You can always perform vertical scaling  with a simple push of a button. The wide selection of instance types allows you to choose the best resource and cost for your database server, but how can you scale vertically an instance automatically without the push of a button to minimize costs or allocate extra CPU & memory according to the load?

There is nothing available out of the box but it’s quite easy using AWS native services – Cloudwatch, SNS and Lambda – to build a “Poor Man” vertical autoscaling on your RDS.

Choose carefully what to monitor

The very first step of auto scaling your RDS is to choose a metric in CloudWatch (or introduce a custom one) that will be significant to monitor the traffic on your production system.

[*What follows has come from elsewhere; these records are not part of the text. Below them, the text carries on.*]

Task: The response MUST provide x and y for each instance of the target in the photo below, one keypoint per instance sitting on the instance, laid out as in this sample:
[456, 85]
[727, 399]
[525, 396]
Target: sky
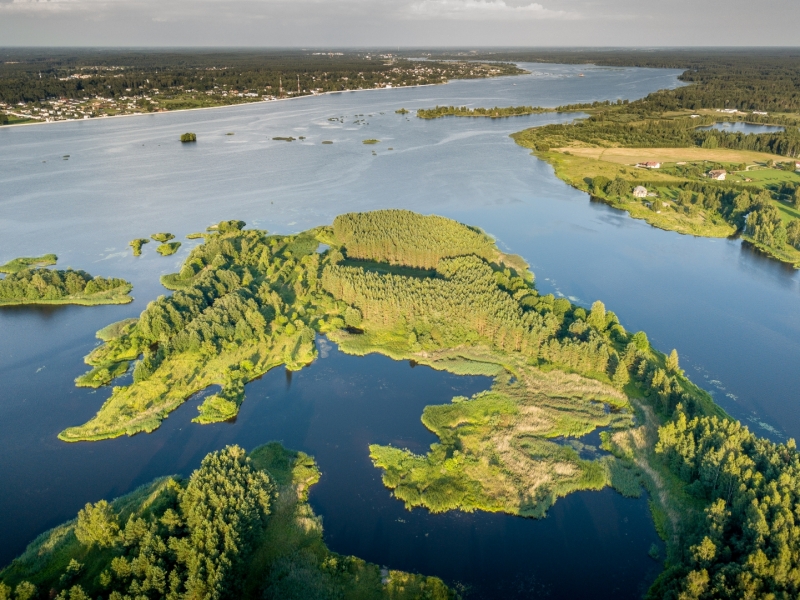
[407, 23]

We can now define two alarms, for example, one for scaling up and one for scaling down. We might want to have that our Multi-AZ RDS scales up when the average CPU for 15 minutes is above 50%. Note that we can define as well multiple alarms and metrics that can trigger the scaling of our database but it’s usually worth to keep it simple.

The alarm

Let’s say we have a MySQL RDS instance dummy and a SNS dummy-notification  we want to notify when the when the alarm changes its status. Make sure that you subscribe to the SNS topic (SMS, email, …) to be notified by any change in the system. We can now create the alarm:

aws cloudwatch put-metric-alarm --alarm-name rds-cpu-dummy  
--metric-name "StatusCheckFailed" --namespace "AWS/EC2" --statistic "Average"
 --period 300 --evaluation-periods 2 --threshold 1.0  --comparison-operator 
"GreaterThanOrEqualToThreshold" --dimensions  "Name=InstanceId,Value=dummy" 
--alarm-actions <dummy_sns_arn>

And we can very soon check the status:

$ aws cloudwatch  describe-alarms --alarm-names rds-cpu-dummy
{
    "MetricAlarms": [
        {
            "EvaluationPeriods": 3,
            "AlarmArn": "arn:aws:cloudwatch:us-east-1:0***********7:alarm:rds-cpu-dummy",
            "StateUpdatedTimestamp": "2016-10-31T15:43:23.409Z",
            "AlarmConfigurationUpdatedTimestamp": "2016-10-31T15:43:22.793Z",
            "ComparisonOperator": "GreaterThanOrEqualToThreshold",
            "AlarmActions": [
                "arn:aws:sns:us-east-1:0***********7:dummy-notification"
            ],
            "Namespace": "AWS/RDS",
            "StateReasonData": "{\"version\":\"1.0\",\"queryDate\":\"2016-10-31T15:43:23.399+0000\",\"startDate\":\"2016-10-31T15:28:00.000+0000\",\"statistic\":\"Average\",\"period\":300,\"recentDatapoints\":[2.43,2.53,3.516666666666667],\"threshold\":50.0}",
            "Period": 300,
            "StateValue": "OK",
            "Threshold": 50.0,
            "AlarmName": "rds-cpu-dummy",
            "Dimensions": [
                {
                    "Name": "DBInstanceIdentifier",
                    "Value": "dummy"
                }
            ],
            "Statistic": "Average",
            "StateReason": "Threshold Crossed: 3 datapoints were not greater than or equal to the threshold (50.0). The most recent datapoints: [2.53, 3.516666666666667].",
            "InsufficientDataActions": [],
            "OKActions": [],
            "ActionsEnabled": true,
            "MetricName": "CPUUtilization"
        }
    ]
}

So far so good, the database is in a safe status as for “StateValue”: “OK”

Lambda or simple CLI?

You can of course work with AWS Lambda (either a scheduled Lambda function that periodically check the status of the alarm or a triggered one by the alarm itself), the recommended approach to avoid SPOF, but if you are more familiar with bash or CLI and you have an EC2 instance (in a size 1 autoscaling group) you can rely on, you can now develop your own scaling logic.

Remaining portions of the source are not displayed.